Personal information
- Date of birth: June 26, 1991 (age 34)
- Place of birth: Knoxville, Tennessee, U.S.
- Height: 1.83 m (6 ft 0 in)
- Position: Defender

College career
- Years: Team / Apps / (Gls)
- 2010–2014: Notre Dame Fighting Irish / 65 / (0)

Senior career*
- Years: Team / Apps / (Gls)
- 2015–2016: D.C. United / 9 / (0)
- 2015: → Richmond Kickers (loan) / 11 / (0)
- 2016: → Richmond Kickers (loan) / 9 / (0)

= Luke Mishu =

American soccer player

Luke Mishu (born June 26, 1991) is an American retired soccer player who last played for D.C. United in Major League Soccer.

==Career==
===College===
Mishu spent his entire college career at the University of Notre Dame.

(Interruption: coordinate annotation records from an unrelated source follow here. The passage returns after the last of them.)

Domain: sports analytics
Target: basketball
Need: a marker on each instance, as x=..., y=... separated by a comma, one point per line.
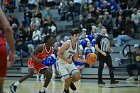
x=91, y=58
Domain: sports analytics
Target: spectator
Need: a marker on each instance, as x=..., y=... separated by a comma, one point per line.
x=119, y=26
x=135, y=17
x=102, y=46
x=136, y=65
x=127, y=34
x=107, y=22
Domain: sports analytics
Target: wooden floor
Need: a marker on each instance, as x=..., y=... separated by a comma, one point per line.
x=83, y=86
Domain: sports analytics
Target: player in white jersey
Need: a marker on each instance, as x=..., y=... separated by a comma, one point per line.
x=65, y=66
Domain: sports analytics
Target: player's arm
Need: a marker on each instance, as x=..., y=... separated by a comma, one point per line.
x=37, y=51
x=62, y=49
x=8, y=35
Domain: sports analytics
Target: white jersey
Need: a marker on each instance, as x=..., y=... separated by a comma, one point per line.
x=69, y=53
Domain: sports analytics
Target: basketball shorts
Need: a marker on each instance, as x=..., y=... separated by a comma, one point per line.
x=37, y=67
x=3, y=60
x=65, y=70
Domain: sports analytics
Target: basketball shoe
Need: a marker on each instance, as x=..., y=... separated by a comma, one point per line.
x=13, y=88
x=66, y=91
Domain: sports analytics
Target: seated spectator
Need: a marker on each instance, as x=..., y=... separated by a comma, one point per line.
x=135, y=17
x=136, y=65
x=107, y=22
x=22, y=4
x=127, y=34
x=50, y=3
x=49, y=26
x=32, y=4
x=63, y=9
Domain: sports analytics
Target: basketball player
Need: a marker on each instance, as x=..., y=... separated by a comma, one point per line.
x=65, y=64
x=35, y=64
x=5, y=27
x=103, y=47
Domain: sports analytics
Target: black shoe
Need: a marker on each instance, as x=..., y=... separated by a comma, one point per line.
x=72, y=86
x=101, y=82
x=13, y=88
x=42, y=92
x=114, y=82
x=66, y=91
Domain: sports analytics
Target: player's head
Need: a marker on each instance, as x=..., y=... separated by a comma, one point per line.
x=75, y=33
x=50, y=40
x=103, y=31
x=137, y=47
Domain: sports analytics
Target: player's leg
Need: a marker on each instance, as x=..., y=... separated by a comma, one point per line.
x=100, y=70
x=1, y=84
x=62, y=69
x=3, y=66
x=48, y=74
x=13, y=87
x=109, y=64
x=75, y=75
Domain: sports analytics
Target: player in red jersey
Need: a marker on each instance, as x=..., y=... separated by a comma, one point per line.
x=8, y=33
x=35, y=64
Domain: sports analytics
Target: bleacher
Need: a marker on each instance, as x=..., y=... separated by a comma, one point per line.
x=63, y=27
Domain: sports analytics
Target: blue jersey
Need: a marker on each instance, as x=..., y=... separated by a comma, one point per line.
x=88, y=51
x=77, y=63
x=90, y=37
x=49, y=61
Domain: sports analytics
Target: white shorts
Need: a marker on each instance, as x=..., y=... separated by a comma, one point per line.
x=65, y=70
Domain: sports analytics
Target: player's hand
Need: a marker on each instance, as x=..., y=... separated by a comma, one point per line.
x=69, y=61
x=103, y=53
x=11, y=59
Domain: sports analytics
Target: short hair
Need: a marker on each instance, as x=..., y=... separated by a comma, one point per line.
x=74, y=31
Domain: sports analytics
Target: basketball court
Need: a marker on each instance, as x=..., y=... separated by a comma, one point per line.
x=83, y=86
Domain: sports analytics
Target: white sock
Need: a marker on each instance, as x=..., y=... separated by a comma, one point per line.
x=43, y=89
x=17, y=83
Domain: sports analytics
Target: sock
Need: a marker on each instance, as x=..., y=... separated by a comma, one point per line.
x=43, y=89
x=16, y=83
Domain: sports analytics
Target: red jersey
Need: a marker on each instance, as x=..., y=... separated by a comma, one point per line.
x=42, y=55
x=2, y=41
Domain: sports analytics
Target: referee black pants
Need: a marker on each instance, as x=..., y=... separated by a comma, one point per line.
x=105, y=59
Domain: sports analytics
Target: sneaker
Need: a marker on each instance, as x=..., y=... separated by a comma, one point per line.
x=114, y=82
x=130, y=79
x=42, y=92
x=101, y=82
x=72, y=86
x=66, y=91
x=13, y=88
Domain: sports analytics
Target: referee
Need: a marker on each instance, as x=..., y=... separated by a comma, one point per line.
x=103, y=47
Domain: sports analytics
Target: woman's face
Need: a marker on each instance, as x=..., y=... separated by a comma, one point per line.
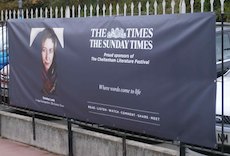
x=47, y=53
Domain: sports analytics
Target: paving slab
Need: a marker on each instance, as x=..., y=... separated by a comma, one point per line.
x=12, y=148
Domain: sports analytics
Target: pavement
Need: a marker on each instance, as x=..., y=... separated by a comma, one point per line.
x=12, y=148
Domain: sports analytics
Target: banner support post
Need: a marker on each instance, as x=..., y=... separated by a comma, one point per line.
x=70, y=136
x=222, y=78
x=124, y=145
x=33, y=127
x=182, y=149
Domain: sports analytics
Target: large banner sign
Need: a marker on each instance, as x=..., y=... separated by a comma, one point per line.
x=148, y=74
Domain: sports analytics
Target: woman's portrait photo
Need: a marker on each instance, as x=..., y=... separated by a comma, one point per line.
x=47, y=44
x=48, y=56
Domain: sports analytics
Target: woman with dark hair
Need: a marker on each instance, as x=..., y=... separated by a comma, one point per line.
x=48, y=53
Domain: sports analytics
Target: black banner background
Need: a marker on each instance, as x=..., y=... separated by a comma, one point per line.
x=147, y=74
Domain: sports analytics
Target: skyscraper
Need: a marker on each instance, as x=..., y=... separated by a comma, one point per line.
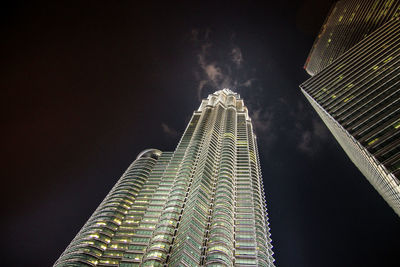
x=201, y=205
x=348, y=22
x=358, y=98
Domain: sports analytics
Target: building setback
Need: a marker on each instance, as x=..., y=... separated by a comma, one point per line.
x=358, y=98
x=348, y=22
x=201, y=205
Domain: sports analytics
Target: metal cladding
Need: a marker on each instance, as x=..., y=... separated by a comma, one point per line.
x=358, y=98
x=348, y=23
x=201, y=205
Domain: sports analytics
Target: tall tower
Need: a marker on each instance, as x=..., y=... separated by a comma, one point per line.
x=348, y=22
x=358, y=98
x=201, y=205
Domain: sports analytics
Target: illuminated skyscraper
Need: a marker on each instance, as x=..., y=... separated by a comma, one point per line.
x=358, y=98
x=201, y=205
x=348, y=22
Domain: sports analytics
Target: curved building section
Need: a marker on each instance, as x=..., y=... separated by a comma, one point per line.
x=348, y=22
x=91, y=243
x=201, y=205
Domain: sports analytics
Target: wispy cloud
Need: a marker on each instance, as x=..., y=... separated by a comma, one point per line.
x=168, y=130
x=217, y=65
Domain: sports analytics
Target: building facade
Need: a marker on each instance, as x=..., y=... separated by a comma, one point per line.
x=201, y=205
x=358, y=98
x=348, y=22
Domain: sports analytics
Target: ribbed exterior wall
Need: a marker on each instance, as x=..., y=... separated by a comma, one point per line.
x=202, y=205
x=348, y=22
x=358, y=97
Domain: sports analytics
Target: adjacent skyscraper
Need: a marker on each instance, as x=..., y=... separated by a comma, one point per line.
x=348, y=22
x=201, y=205
x=358, y=98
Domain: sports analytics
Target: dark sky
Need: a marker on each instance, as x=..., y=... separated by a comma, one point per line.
x=87, y=85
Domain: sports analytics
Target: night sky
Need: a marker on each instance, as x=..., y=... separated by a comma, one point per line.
x=87, y=85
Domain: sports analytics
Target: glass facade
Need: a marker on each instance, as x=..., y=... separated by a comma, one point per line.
x=348, y=22
x=358, y=98
x=201, y=205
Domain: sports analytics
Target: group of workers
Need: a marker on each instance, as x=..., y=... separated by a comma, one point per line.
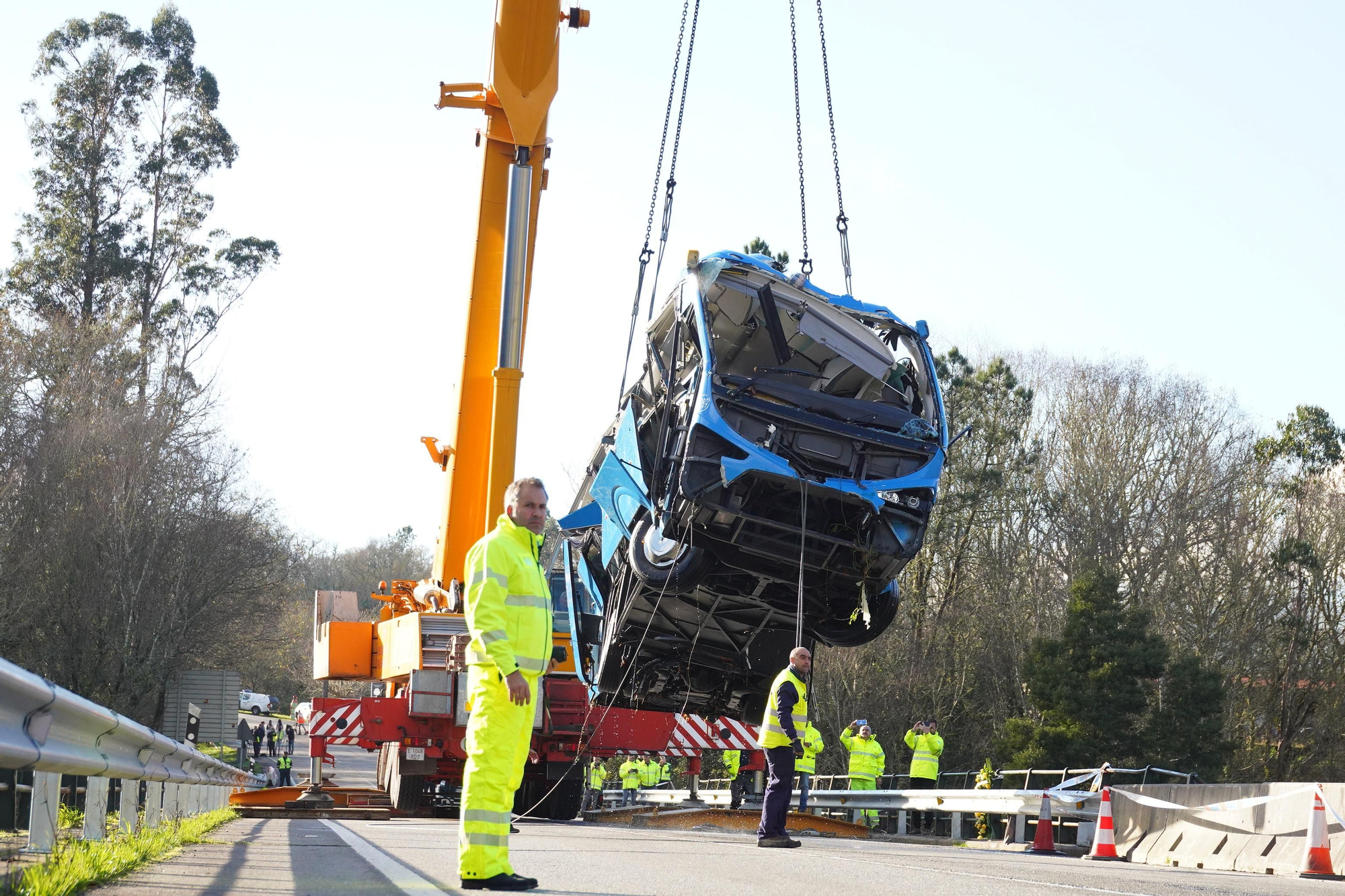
x=509, y=616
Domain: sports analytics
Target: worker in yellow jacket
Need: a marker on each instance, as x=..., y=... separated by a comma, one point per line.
x=732, y=764
x=650, y=772
x=926, y=748
x=594, y=795
x=509, y=618
x=630, y=774
x=808, y=764
x=867, y=762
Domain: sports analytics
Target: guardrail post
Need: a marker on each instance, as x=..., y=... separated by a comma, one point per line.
x=42, y=817
x=128, y=806
x=154, y=802
x=96, y=807
x=173, y=805
x=9, y=799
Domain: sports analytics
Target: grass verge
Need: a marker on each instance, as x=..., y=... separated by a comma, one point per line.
x=77, y=864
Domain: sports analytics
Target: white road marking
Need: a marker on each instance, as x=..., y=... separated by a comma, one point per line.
x=1012, y=880
x=399, y=874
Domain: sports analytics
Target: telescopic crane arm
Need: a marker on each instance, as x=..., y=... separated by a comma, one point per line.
x=479, y=459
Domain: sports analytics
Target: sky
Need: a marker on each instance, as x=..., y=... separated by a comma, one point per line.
x=1149, y=181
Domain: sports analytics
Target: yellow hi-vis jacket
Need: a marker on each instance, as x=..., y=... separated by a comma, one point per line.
x=867, y=756
x=812, y=747
x=925, y=760
x=773, y=733
x=509, y=603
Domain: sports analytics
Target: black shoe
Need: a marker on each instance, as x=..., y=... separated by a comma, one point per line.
x=500, y=881
x=778, y=842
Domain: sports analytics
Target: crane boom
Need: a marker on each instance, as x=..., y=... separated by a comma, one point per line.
x=479, y=459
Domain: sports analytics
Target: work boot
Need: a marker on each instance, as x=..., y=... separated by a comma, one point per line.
x=500, y=881
x=778, y=842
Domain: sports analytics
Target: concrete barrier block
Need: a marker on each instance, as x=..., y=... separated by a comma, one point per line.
x=1254, y=856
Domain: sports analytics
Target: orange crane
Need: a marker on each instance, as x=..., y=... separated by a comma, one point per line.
x=416, y=646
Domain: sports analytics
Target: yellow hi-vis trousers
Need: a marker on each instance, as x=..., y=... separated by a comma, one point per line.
x=870, y=815
x=500, y=735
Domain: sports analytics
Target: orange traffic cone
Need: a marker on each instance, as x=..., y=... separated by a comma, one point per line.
x=1317, y=850
x=1044, y=844
x=1105, y=838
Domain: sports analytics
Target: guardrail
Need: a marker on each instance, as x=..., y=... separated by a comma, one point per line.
x=1023, y=806
x=54, y=732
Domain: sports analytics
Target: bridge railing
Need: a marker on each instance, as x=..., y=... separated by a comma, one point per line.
x=53, y=732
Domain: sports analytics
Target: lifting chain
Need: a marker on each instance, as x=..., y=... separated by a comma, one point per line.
x=677, y=143
x=843, y=222
x=806, y=263
x=646, y=253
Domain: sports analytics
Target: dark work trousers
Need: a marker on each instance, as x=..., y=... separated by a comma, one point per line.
x=779, y=791
x=922, y=819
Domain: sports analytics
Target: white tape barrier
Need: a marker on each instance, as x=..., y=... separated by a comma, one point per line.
x=48, y=728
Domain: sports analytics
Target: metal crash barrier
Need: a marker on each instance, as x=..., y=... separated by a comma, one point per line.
x=53, y=732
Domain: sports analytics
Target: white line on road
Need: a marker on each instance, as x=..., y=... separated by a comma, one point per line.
x=399, y=874
x=1013, y=880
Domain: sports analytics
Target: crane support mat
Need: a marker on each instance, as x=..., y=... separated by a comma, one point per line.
x=726, y=818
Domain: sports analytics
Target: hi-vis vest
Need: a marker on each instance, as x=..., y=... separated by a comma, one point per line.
x=509, y=603
x=773, y=735
x=867, y=756
x=925, y=758
x=812, y=747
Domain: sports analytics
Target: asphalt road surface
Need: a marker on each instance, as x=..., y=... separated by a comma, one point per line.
x=419, y=856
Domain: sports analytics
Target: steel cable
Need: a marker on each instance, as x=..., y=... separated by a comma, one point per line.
x=843, y=222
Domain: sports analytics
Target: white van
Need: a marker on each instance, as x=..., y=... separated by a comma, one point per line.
x=256, y=704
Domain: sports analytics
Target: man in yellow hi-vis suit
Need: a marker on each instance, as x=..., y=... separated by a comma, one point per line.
x=867, y=763
x=630, y=774
x=594, y=797
x=509, y=616
x=926, y=748
x=650, y=774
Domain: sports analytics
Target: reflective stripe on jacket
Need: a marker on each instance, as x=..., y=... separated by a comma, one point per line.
x=925, y=760
x=773, y=732
x=867, y=756
x=509, y=603
x=812, y=747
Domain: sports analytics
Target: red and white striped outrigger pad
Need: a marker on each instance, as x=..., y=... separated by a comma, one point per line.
x=693, y=733
x=326, y=724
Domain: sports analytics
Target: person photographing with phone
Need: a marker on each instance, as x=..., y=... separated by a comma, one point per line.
x=927, y=747
x=868, y=762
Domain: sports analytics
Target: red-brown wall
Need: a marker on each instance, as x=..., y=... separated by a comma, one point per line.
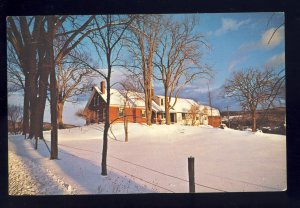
x=133, y=114
x=214, y=121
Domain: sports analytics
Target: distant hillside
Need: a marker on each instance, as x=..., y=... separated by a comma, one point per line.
x=271, y=121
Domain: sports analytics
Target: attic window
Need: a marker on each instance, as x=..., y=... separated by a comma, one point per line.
x=121, y=112
x=143, y=113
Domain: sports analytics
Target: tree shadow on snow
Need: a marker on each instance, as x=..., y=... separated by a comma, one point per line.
x=83, y=175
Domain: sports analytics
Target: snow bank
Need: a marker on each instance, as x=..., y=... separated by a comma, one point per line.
x=155, y=159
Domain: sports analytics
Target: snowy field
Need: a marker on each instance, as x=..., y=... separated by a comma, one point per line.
x=155, y=160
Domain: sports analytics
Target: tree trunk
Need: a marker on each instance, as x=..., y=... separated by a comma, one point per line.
x=253, y=120
x=33, y=101
x=106, y=128
x=26, y=107
x=167, y=109
x=40, y=106
x=60, y=108
x=126, y=129
x=53, y=90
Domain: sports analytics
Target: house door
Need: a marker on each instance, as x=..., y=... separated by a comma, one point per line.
x=173, y=117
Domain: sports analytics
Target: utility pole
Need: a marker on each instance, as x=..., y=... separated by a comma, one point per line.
x=209, y=99
x=228, y=116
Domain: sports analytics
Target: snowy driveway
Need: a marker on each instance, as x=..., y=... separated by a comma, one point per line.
x=155, y=159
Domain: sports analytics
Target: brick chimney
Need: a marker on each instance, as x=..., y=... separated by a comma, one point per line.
x=102, y=84
x=152, y=92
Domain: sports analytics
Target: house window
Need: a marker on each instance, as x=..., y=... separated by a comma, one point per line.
x=104, y=113
x=143, y=113
x=121, y=112
x=98, y=115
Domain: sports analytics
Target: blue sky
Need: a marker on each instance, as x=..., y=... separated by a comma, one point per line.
x=237, y=41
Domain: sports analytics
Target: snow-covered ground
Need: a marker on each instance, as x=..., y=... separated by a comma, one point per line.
x=156, y=160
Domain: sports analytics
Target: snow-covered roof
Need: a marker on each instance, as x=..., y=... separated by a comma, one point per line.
x=183, y=106
x=136, y=99
x=118, y=97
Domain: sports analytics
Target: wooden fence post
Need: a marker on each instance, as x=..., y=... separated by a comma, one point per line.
x=36, y=140
x=191, y=174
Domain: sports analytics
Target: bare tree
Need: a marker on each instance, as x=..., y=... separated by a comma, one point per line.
x=142, y=42
x=73, y=79
x=107, y=43
x=33, y=41
x=131, y=93
x=178, y=59
x=193, y=114
x=253, y=88
x=14, y=114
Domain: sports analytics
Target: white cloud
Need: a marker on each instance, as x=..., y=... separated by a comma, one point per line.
x=276, y=60
x=269, y=41
x=232, y=65
x=230, y=25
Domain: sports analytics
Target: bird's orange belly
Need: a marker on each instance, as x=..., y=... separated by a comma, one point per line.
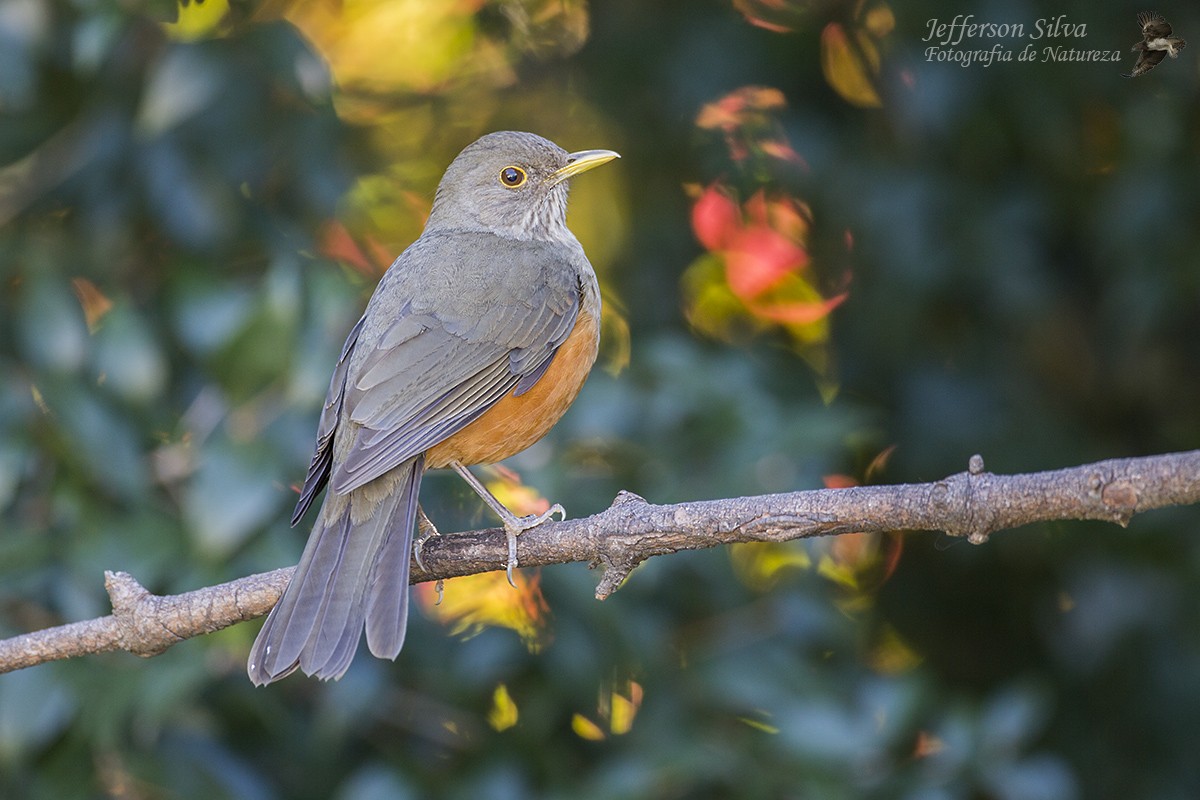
x=516, y=422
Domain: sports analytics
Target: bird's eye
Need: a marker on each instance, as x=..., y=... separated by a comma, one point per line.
x=513, y=176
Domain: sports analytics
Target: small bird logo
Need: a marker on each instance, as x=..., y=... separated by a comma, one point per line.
x=1156, y=43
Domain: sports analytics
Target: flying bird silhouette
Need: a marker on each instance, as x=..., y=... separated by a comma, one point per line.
x=1156, y=43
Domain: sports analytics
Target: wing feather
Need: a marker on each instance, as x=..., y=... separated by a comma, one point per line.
x=439, y=364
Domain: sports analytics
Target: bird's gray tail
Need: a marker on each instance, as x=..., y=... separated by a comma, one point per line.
x=353, y=575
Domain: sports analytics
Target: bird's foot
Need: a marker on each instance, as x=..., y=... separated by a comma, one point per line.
x=516, y=525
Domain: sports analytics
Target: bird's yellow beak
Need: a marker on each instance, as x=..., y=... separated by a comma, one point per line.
x=581, y=162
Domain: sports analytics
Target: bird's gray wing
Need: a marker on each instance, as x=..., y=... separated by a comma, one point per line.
x=1146, y=61
x=323, y=458
x=439, y=366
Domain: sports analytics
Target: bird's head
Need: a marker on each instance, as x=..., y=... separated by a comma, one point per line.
x=510, y=184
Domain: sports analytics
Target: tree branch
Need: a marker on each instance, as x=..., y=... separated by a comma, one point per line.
x=973, y=504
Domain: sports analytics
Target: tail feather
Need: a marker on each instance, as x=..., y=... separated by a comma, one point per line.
x=318, y=621
x=387, y=602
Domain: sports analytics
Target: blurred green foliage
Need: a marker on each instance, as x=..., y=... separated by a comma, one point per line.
x=1024, y=283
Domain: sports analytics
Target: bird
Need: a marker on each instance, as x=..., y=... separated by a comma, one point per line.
x=474, y=343
x=1156, y=43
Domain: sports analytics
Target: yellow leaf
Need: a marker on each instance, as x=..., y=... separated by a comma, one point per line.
x=197, y=19
x=504, y=710
x=586, y=728
x=624, y=709
x=851, y=65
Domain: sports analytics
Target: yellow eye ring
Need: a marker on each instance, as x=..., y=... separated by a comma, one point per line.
x=513, y=176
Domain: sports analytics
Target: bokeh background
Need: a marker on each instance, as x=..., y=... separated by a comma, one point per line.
x=827, y=259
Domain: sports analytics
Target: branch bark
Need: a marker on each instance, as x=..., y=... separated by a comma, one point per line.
x=972, y=504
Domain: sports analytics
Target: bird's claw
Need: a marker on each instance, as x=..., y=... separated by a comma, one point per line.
x=517, y=525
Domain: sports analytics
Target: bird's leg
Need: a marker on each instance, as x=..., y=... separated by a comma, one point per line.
x=425, y=531
x=514, y=525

He made a total of 75 appearances for the Fighting Irish and tallied 12 assists.

===Professional===
Mishu went undrafted in the 2015 MLS SuperDraft. On March 6, 2015, he signed a professional contract with D.C. United. Two weeks later, he was sent on loan to USL affiliate club Richmond Kickers. He made his professional debut on March 28 in a 2–2 draw against the Wilmington Hammerheads.

Mishu announced his retirement from the game on December 6, 2016, in hopes of pursuing a business career.